The stinger ad will be joined soon, Maher said, by the playfully named “Fuzzy Brother”--C. B. Brandy, orange juice and the currently voguish peach schnapps.

“We want to get brandy in more drinks,” he explained.

The billboard ads feature both Christian Brothers Brandy and a branded mixer, such as Coca-Cola or Seven-Up--tie-ins calculated to help distributors win scarce shelf space in the intensely competitive retail market by riding the coattails of the strong-selling mixers. To make his product line more attractive to wholesalers, Maher recently took on distribution of Otard Cognac and Jacquart Champagne from France.

Even after pruning its offerings, however, Christian Brothers still markets a daunting range of 30 products, one of the industry’s most extensive lines.
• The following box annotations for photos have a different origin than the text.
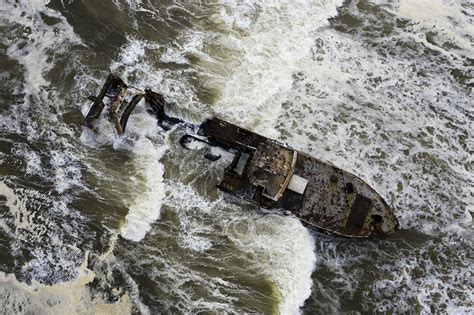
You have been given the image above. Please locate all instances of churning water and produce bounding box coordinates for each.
[0,0,474,314]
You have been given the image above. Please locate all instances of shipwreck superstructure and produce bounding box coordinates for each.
[83,74,399,237]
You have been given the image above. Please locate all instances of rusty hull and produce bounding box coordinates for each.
[83,74,399,238]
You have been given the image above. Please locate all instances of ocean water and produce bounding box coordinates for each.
[0,0,474,314]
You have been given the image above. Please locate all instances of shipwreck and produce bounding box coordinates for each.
[83,74,399,238]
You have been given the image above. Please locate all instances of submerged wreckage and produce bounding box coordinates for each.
[83,74,398,237]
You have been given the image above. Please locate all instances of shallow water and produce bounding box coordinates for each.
[0,0,474,314]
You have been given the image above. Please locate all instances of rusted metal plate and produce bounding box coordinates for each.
[84,74,398,237]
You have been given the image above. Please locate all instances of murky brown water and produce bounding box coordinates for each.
[0,0,474,314]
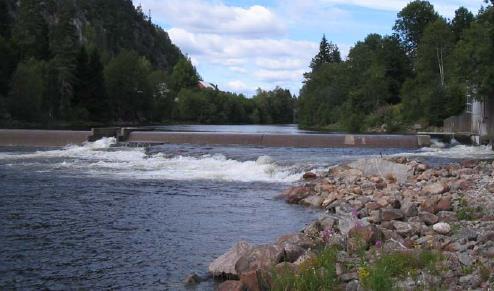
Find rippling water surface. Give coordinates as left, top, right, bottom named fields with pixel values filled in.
left=0, top=131, right=488, bottom=290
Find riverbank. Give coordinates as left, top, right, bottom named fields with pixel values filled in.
left=209, top=158, right=494, bottom=290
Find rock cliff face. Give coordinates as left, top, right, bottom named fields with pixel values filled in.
left=5, top=0, right=184, bottom=71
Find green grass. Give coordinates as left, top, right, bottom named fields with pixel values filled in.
left=359, top=250, right=442, bottom=291
left=271, top=247, right=338, bottom=291
left=271, top=247, right=444, bottom=291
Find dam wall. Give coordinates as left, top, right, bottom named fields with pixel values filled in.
left=127, top=131, right=431, bottom=148
left=0, top=129, right=431, bottom=148
left=0, top=129, right=92, bottom=147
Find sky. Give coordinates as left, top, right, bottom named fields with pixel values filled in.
left=133, top=0, right=483, bottom=96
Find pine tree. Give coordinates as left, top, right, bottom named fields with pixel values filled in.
left=86, top=48, right=110, bottom=121
left=13, top=0, right=50, bottom=60
left=50, top=0, right=79, bottom=118
left=310, top=35, right=341, bottom=72
left=0, top=0, right=12, bottom=39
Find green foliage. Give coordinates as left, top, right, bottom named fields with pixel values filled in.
left=170, top=59, right=200, bottom=92
left=455, top=6, right=494, bottom=99
left=253, top=87, right=295, bottom=124
left=0, top=36, right=18, bottom=97
left=0, top=0, right=14, bottom=39
left=298, top=0, right=494, bottom=132
left=8, top=59, right=45, bottom=121
left=104, top=51, right=152, bottom=121
left=393, top=0, right=439, bottom=57
left=271, top=247, right=338, bottom=291
left=310, top=35, right=341, bottom=71
left=451, top=7, right=475, bottom=41
left=359, top=250, right=443, bottom=291
left=13, top=0, right=50, bottom=60
left=298, top=34, right=411, bottom=132
left=72, top=47, right=110, bottom=121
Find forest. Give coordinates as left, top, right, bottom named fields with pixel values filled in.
left=298, top=0, right=494, bottom=132
left=0, top=0, right=494, bottom=132
left=0, top=0, right=296, bottom=126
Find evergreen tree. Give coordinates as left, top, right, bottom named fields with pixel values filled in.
left=13, top=0, right=50, bottom=60
left=8, top=59, right=45, bottom=121
left=0, top=0, right=13, bottom=39
left=104, top=51, right=152, bottom=121
left=50, top=0, right=79, bottom=119
left=0, top=36, right=18, bottom=98
left=170, top=59, right=200, bottom=92
left=393, top=0, right=439, bottom=58
left=86, top=48, right=110, bottom=121
left=451, top=7, right=475, bottom=41
left=310, top=35, right=341, bottom=72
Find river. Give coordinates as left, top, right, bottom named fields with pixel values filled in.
left=0, top=126, right=492, bottom=290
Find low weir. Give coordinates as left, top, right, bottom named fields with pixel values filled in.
left=0, top=128, right=431, bottom=148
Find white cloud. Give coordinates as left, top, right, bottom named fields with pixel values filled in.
left=229, top=67, right=248, bottom=74
left=168, top=28, right=317, bottom=60
left=256, top=58, right=309, bottom=70
left=319, top=0, right=482, bottom=17
left=254, top=70, right=305, bottom=83
left=140, top=0, right=286, bottom=37
left=134, top=0, right=482, bottom=94
left=227, top=80, right=249, bottom=92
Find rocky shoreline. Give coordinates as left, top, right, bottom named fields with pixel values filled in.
left=208, top=157, right=494, bottom=291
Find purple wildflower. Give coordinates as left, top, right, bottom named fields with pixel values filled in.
left=321, top=227, right=333, bottom=243
left=376, top=240, right=383, bottom=249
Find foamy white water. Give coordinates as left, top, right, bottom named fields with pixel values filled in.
left=0, top=138, right=302, bottom=183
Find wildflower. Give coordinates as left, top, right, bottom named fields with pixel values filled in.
left=320, top=227, right=334, bottom=243
left=357, top=267, right=370, bottom=282
left=376, top=240, right=383, bottom=249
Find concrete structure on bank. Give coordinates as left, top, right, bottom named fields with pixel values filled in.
left=128, top=131, right=431, bottom=148
left=444, top=98, right=494, bottom=145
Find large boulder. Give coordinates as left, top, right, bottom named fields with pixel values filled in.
left=381, top=208, right=403, bottom=221
left=348, top=158, right=413, bottom=183
left=300, top=195, right=324, bottom=208
left=422, top=182, right=449, bottom=195
left=276, top=233, right=315, bottom=249
left=282, top=186, right=310, bottom=204
left=218, top=280, right=244, bottom=291
left=208, top=241, right=253, bottom=278
left=347, top=224, right=384, bottom=253
left=235, top=245, right=285, bottom=274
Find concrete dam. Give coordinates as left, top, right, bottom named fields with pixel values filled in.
left=0, top=128, right=431, bottom=148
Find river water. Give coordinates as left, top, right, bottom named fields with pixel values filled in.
left=0, top=127, right=492, bottom=290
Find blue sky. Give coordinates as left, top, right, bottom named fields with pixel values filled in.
left=134, top=0, right=483, bottom=96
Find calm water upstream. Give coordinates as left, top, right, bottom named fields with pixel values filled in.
left=0, top=127, right=492, bottom=290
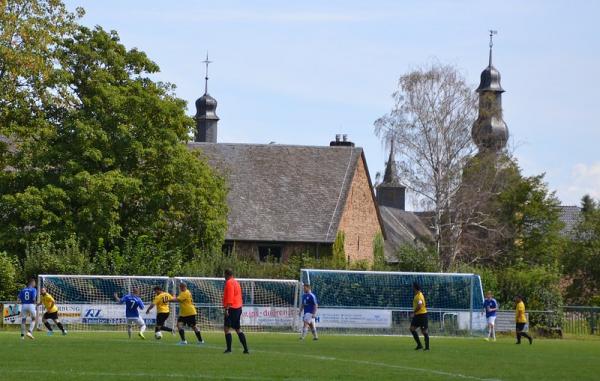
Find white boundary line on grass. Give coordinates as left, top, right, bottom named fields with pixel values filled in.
left=2, top=369, right=275, bottom=381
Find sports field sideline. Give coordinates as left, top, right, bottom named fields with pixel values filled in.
left=0, top=332, right=600, bottom=381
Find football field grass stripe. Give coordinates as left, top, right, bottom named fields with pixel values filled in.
left=2, top=369, right=275, bottom=381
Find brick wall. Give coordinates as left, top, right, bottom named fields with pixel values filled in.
left=338, top=154, right=381, bottom=263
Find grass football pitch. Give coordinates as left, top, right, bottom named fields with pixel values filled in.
left=0, top=332, right=600, bottom=381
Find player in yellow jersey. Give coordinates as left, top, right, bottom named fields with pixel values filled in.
left=410, top=282, right=429, bottom=351
left=173, top=283, right=204, bottom=345
left=515, top=296, right=533, bottom=344
left=146, top=286, right=173, bottom=338
left=38, top=287, right=67, bottom=336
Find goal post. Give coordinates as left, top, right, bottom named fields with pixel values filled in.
left=38, top=274, right=174, bottom=331
left=300, top=269, right=485, bottom=336
left=173, top=277, right=299, bottom=332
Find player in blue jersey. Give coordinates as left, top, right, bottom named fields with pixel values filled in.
left=300, top=283, right=319, bottom=340
left=483, top=291, right=499, bottom=341
left=19, top=279, right=37, bottom=340
left=115, top=287, right=146, bottom=339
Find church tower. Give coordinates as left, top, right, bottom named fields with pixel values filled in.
left=471, top=30, right=508, bottom=153
left=377, top=139, right=406, bottom=210
left=194, top=53, right=219, bottom=143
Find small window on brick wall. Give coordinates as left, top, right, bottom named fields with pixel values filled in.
left=221, top=242, right=233, bottom=256
left=258, top=245, right=283, bottom=262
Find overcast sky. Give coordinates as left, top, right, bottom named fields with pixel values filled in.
left=67, top=0, right=600, bottom=205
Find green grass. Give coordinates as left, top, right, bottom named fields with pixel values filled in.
left=0, top=332, right=600, bottom=381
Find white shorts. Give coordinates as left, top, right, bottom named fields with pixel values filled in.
left=302, top=312, right=315, bottom=324
left=127, top=316, right=146, bottom=327
left=21, top=304, right=37, bottom=319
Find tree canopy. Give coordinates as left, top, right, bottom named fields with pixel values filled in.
left=0, top=0, right=227, bottom=259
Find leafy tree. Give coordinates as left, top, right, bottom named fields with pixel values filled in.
left=0, top=252, right=19, bottom=300
left=332, top=230, right=347, bottom=269
left=375, top=64, right=477, bottom=262
left=0, top=0, right=227, bottom=260
left=562, top=196, right=600, bottom=304
left=373, top=233, right=386, bottom=270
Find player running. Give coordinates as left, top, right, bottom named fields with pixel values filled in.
left=515, top=295, right=533, bottom=345
left=38, top=287, right=67, bottom=336
left=172, top=283, right=204, bottom=345
left=223, top=269, right=250, bottom=354
left=483, top=291, right=499, bottom=341
left=410, top=282, right=429, bottom=351
left=146, top=286, right=173, bottom=335
left=300, top=283, right=319, bottom=340
left=114, top=287, right=146, bottom=339
left=19, top=279, right=37, bottom=340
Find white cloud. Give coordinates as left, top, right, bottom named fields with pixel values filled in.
left=558, top=162, right=600, bottom=205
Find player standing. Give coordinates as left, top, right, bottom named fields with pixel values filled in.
left=515, top=296, right=533, bottom=344
left=172, top=283, right=204, bottom=345
left=19, top=278, right=37, bottom=340
left=300, top=283, right=319, bottom=340
left=483, top=291, right=498, bottom=341
left=410, top=282, right=429, bottom=351
left=38, top=287, right=67, bottom=336
left=223, top=269, right=250, bottom=354
left=114, top=287, right=146, bottom=339
left=146, top=286, right=173, bottom=333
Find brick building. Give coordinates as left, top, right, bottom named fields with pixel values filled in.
left=188, top=142, right=383, bottom=262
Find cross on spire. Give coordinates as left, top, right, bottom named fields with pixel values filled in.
left=202, top=52, right=212, bottom=94
left=489, top=29, right=498, bottom=66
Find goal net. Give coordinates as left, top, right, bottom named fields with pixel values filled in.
left=38, top=275, right=299, bottom=332
left=301, top=269, right=485, bottom=335
left=38, top=275, right=174, bottom=330
left=174, top=277, right=299, bottom=332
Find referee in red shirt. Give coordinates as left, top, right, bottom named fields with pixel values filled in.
left=223, top=269, right=250, bottom=354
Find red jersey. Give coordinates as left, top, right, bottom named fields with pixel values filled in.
left=223, top=278, right=242, bottom=308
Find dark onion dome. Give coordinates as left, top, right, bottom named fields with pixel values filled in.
left=477, top=65, right=504, bottom=94
left=196, top=93, right=219, bottom=120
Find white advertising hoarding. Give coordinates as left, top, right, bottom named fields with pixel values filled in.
left=241, top=307, right=298, bottom=327
left=317, top=308, right=392, bottom=328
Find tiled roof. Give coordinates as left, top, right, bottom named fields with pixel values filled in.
left=379, top=206, right=433, bottom=263
left=188, top=143, right=363, bottom=243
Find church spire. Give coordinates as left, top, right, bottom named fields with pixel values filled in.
left=383, top=138, right=399, bottom=184
left=194, top=52, right=219, bottom=143
left=471, top=30, right=508, bottom=152
left=202, top=52, right=212, bottom=94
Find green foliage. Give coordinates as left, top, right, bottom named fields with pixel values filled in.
left=499, top=175, right=565, bottom=267
left=333, top=230, right=348, bottom=269
left=561, top=196, right=600, bottom=305
left=373, top=233, right=386, bottom=270
left=396, top=245, right=440, bottom=272
left=0, top=0, right=227, bottom=273
left=0, top=252, right=19, bottom=300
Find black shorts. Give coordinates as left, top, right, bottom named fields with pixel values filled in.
left=156, top=312, right=169, bottom=327
left=410, top=313, right=429, bottom=329
left=224, top=307, right=242, bottom=329
left=177, top=315, right=196, bottom=328
left=42, top=311, right=58, bottom=320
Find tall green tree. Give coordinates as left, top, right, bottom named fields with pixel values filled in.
left=0, top=0, right=227, bottom=258
left=562, top=195, right=600, bottom=304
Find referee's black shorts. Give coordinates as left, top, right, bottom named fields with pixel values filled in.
left=156, top=312, right=169, bottom=327
left=224, top=307, right=242, bottom=329
left=42, top=311, right=58, bottom=320
left=410, top=313, right=429, bottom=329
left=177, top=315, right=196, bottom=328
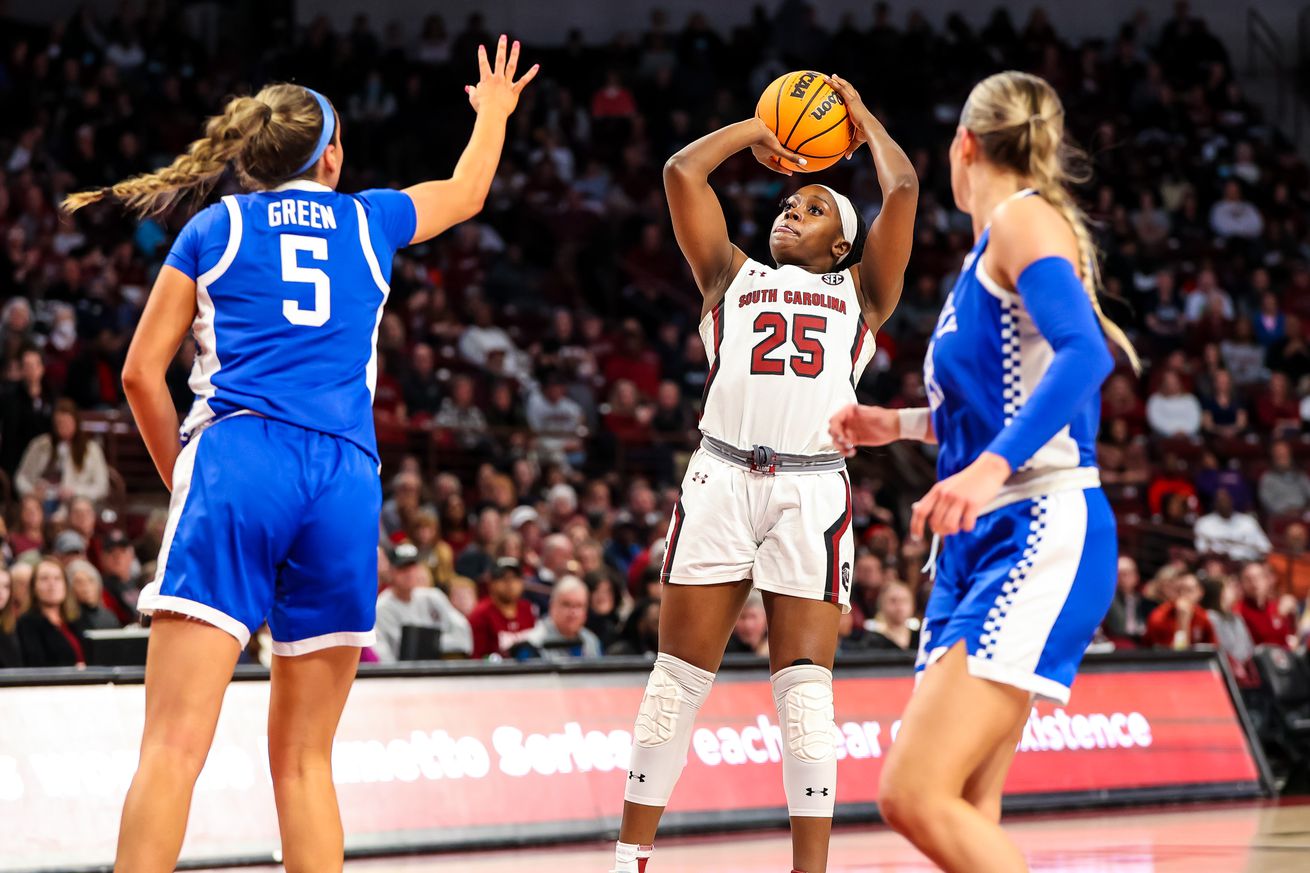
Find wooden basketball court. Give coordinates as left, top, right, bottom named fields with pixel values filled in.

To help consumers sort them out, Maher said he intends to capitalize on the restoration of Greystone Cellars: The premium varietals and new “classic” Napa Valley blends will sport labels bearing a gold-printed image of Greystone tucked under the name Christian Brothers; the mass-priced generics, on the other hand, will be sold under a La Salle Vineyards label (much as neighboring Beringer uses the Los Hermanos brand for its jug wines).

Maher said he finds it refreshing, after years of working for public companies with their close attention to the bottom line, to work for the education-oriented brothers with their emphasis on long-term results and willingness to go along with the painful and costly restructuring and replanting--not to mention spending the millions of dollars needed, in the face of falling sales, to bring back Greystone.

“It helps when you don’t have to march to the drum of Wall Street,” Maher acknowledged. “We don’t have any shareholders--only some angels, maybe.”